Diálogos de cine: Ángel


Sir Frederick Barker (Herbert Marshall) y Anthony Halton (Melvyn Douglas) hablan en casa del primero de la misma mujer, sin saberlo. La película es Ángel, de Ernest Lubitsch (1937). El guión, de Samson Raphaelson, a partir de la pieza teatral de Melchior Lengyel. Ella, esa mujer, es María para uno y Ángel para el otro; para todos los demás, Marlene Dietrich.

BARKER: Hola, amigo, me alegro de verte.
HALTON: Hola.
B.: Hacía tiempo que no tomaba tantas copas como ayer.
H.: De hecho, yo también tomé demasiadas.
B.: Me alegro de que hayas podido romper tu otro compromiso.
H.: Bueno… Es curioso. Sólo te conozco desde ayer y… aún así…
B.: Me siento igual. Es curioso, ¿no? Vamos a sentarnos.
H.: He estado siguiendo tu causa en los periódicos. Admiro lo que has hecho. Admiro tu valor e inteligencia, y el arrojo con que te enfrentas a tus problemas. Yo… Estoy orgulloso de estar en tu casa.

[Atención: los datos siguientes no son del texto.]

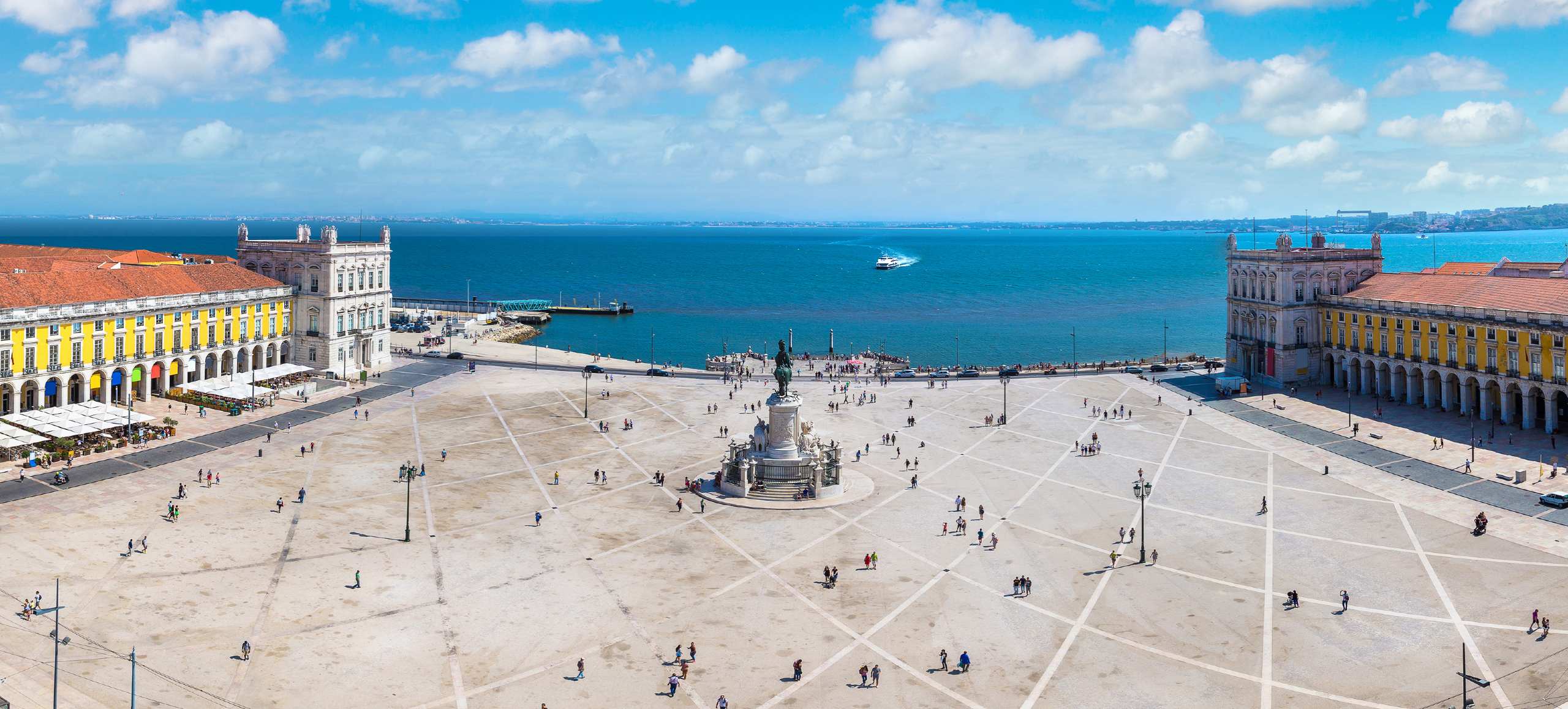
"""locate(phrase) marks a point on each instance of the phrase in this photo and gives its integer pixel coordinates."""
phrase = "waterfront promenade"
(490, 607)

B.: Gracias. (Enciende un cigarrillo) He estado pensando mucho en ti.
H.: Espero que mi pequeña historia no te haya preocupado.

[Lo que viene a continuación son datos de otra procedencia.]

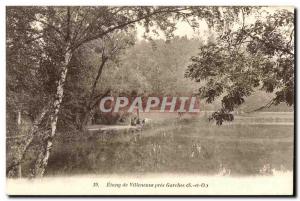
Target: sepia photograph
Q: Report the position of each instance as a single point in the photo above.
(150, 100)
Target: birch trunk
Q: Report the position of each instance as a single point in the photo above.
(44, 155)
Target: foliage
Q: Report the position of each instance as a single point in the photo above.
(247, 56)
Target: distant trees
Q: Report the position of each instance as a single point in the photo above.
(245, 56)
(52, 36)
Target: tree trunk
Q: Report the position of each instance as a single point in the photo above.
(43, 157)
(27, 142)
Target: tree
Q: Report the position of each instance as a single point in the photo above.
(61, 31)
(245, 57)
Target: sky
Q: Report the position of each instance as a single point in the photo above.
(184, 29)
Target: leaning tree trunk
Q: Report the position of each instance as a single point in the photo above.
(43, 157)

B.: Es una historia poco corriente. No me importaría leerla en una novela. Pero no me gustaría ser el protagonista. O tenerle como amigo.
H.: Gracias, Barker.
B.: Créeme, un hombre no debería crearse problemas.
H.: Supongo que eso es lo que Bruto le dijo a César cuando César dijo: “Bruto, acabo de conocer a una chica egipcia llamada Cleopatra. Me está volviendo loco”.
B.: Si recuerdo correctamente, César lo superó, ¿no?
H.: Pero Cleopatra no era Ángel. Si César hubiera conocido a Ángel… habría cambiado la historia del Imperio Romano.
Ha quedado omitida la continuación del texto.